Some of the strongest evidence for how the global climate system responds to high levels of carbon dioxide comes from paleoclimate studies. Fifty-five million years ago, carbon dioxide in the atmosphere was elevated to a level comparable to today. The Arctic Ocean did not have ice in the summer, and nearby land was warm enough to support alligators and palm trees.

“There are two key differences for ecosystems in the coming decades compared with the geologic past,” Diffenbaugh said. “One is the rapid pace of modern climate change. The other is that today there are multiple human stressors that were not present 55 million years ago, such as urbanization and air and water pollution.”

Record-setting heat

Diffenbaugh and Field also reviewed results from two-dozen climate models to describe possible climate outcomes from present day to the end of the century. In general, extreme weather events, such as heat waves and heavy rainfall, are expected to become more severe and more frequent.

For example, the researchers note that, with continued emissions of greenhouse gases at the high end of the scenarios, annual temperatures over North America, Europe and East Asia will increase 2-4 degrees C by 2046-2065. With that amount of warming, the hottest summer of the last 20 years is expected to occur every other year, or even more frequently.

By the end of the century, should the current emissions of greenhouse gases remain unchecked, temperatures over the northern hemisphere will tip 5-6 degrees C warmer than today’s averages. In this case, the hottest summer of the last 20 years becomes the new annual norm.

“It’s not easy to intuit the exact impact from annual temperatures warming by 6 C,” Diffenbaugh said. “But this would present a novel climate for most land areas. Given the impacts those kinds of seasons currently have on terrestrial forests, agriculture and human health, we’ll likely see substantial stress from severely hot conditions.”

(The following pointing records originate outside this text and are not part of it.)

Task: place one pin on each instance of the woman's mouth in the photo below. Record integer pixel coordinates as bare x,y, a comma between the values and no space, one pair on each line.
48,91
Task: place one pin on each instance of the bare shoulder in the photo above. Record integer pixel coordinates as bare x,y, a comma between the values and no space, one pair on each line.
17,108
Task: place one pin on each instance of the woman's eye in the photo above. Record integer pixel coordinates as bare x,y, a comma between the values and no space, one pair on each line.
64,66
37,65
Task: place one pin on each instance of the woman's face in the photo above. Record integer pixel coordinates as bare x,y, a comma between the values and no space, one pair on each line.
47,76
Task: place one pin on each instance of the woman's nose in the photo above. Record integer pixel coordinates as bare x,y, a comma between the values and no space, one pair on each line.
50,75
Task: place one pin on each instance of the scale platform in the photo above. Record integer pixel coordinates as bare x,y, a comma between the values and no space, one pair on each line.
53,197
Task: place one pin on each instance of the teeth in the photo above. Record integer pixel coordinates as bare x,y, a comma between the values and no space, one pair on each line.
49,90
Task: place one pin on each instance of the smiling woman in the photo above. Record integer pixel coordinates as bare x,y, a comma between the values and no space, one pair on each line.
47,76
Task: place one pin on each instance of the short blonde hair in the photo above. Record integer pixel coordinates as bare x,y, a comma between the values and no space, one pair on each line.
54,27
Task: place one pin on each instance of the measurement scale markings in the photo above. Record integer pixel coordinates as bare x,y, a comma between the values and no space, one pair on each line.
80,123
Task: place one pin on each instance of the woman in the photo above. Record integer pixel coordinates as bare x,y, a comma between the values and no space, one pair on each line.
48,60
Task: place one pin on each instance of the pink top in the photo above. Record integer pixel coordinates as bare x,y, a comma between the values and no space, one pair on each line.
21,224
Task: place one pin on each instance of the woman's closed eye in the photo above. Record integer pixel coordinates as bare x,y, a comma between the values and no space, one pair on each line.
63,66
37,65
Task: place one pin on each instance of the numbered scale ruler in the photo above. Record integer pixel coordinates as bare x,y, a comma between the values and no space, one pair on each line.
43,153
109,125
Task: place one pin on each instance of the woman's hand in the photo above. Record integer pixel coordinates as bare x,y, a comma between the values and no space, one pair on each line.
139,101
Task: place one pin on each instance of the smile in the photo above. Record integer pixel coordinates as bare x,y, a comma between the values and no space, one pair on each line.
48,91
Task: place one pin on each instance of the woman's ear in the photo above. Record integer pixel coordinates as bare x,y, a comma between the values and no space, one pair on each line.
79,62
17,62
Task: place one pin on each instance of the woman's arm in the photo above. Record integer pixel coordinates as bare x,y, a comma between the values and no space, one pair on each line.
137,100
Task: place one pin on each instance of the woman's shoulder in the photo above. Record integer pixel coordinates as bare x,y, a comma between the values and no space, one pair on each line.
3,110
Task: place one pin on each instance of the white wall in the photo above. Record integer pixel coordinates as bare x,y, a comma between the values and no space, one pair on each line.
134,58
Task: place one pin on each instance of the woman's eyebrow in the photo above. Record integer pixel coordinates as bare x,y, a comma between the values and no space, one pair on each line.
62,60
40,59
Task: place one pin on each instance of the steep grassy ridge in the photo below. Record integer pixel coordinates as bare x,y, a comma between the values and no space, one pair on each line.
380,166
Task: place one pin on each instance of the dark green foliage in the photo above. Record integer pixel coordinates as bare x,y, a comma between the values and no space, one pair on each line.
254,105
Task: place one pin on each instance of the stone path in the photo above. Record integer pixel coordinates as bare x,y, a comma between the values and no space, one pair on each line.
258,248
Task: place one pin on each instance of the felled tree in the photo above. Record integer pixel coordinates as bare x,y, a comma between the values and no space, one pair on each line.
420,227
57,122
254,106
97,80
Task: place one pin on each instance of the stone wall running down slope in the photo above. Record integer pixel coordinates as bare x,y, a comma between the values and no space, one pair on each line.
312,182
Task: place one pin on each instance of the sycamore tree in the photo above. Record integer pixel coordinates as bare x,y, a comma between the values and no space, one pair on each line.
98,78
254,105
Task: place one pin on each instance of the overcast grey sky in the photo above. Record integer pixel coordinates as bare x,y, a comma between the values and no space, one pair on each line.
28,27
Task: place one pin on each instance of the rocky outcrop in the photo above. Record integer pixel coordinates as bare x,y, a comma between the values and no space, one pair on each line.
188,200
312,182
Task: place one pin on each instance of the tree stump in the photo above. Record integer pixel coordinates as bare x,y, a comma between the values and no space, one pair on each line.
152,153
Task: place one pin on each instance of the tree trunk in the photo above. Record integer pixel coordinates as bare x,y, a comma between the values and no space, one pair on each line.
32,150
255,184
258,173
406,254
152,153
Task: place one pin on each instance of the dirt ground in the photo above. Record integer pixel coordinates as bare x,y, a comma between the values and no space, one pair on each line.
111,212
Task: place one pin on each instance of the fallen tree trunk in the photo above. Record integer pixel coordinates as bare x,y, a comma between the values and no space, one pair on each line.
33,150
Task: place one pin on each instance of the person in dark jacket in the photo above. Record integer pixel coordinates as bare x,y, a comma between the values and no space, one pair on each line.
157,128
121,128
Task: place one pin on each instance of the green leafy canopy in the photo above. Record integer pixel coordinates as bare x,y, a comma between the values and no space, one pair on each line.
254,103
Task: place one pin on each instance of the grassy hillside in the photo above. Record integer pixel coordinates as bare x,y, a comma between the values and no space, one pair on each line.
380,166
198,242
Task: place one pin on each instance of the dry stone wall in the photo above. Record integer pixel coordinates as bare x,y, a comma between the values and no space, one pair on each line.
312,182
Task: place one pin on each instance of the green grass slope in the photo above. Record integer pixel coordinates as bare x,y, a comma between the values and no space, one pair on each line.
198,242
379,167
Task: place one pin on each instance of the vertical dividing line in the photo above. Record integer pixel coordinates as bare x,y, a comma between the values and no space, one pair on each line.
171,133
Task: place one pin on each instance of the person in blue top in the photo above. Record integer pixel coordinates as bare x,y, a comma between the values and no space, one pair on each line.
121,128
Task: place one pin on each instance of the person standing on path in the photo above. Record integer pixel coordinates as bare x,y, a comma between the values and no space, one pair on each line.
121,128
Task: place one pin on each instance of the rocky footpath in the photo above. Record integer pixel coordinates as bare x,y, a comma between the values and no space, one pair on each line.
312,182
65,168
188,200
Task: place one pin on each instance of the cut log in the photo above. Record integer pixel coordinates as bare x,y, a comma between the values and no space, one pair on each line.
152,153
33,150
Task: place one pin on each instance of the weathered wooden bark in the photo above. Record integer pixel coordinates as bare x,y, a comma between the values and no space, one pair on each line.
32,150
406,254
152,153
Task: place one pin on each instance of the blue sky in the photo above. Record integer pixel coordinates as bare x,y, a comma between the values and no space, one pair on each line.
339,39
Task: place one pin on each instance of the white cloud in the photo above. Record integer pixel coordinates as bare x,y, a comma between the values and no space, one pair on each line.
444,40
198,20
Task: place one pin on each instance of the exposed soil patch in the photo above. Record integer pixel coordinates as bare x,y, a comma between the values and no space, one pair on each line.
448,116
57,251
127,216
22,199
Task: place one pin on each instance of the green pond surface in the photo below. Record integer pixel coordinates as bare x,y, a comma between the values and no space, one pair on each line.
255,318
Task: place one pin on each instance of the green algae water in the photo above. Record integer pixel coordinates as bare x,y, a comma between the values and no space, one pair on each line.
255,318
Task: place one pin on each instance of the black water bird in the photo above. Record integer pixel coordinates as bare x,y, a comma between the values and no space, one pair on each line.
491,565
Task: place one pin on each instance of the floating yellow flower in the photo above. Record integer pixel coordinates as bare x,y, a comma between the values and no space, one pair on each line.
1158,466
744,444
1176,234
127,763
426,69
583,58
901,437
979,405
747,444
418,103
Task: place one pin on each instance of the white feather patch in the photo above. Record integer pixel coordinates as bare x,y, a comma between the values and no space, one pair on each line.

The scientists also projected the velocity of climate change, defined as the distance per year that species of plants and animals would need to migrate to live in annual temperatures similar to current conditions. Around the world, including much of the United States, species face needing to move toward the poles or higher in the mountains by at least one kilometer per year. Many parts of the world face much larger changes.

The human element

Some climate changes will be unavoidable, because humans have already emitted greenhouse gases into the atmosphere, and the atmosphere and oceans have already been heated.

“There is already some inertia in place,” Diffenbaugh said. “If every new power plant or factory in the world produced zero emissions, we’d still see impact from the existing infrastructure, and from gases already released.”

The more dramatic changes that could occur by the end of the century, however, are not written in stone. There are many human variables at play that could slow the pace and magnitude of change – or accelerate it.

Consider the 2.5 billion people who lack access to modern energy resources. This energy poverty means they lack fundamental benefits for illumination, cooking and transportation, and they’re more susceptible to extreme weather disasters. Increased energy access will improve their quality of life – and in some cases their chances of survival – but will increase global energy consumption and possibly hasten warming.

Diffenbaugh said that the range of climate projections offered in the report can inform decision-makers about the risks that different levels of climate change pose for ecosystems.

“There’s no question that a climate in which every summer is hotter than the hottest of the last 20 years poses real risks for ecosystems across the globe,” Diffenbaugh said. “However, there are opportunities to decrease those risks, while also ensuring access to the benefits of energy consumption.”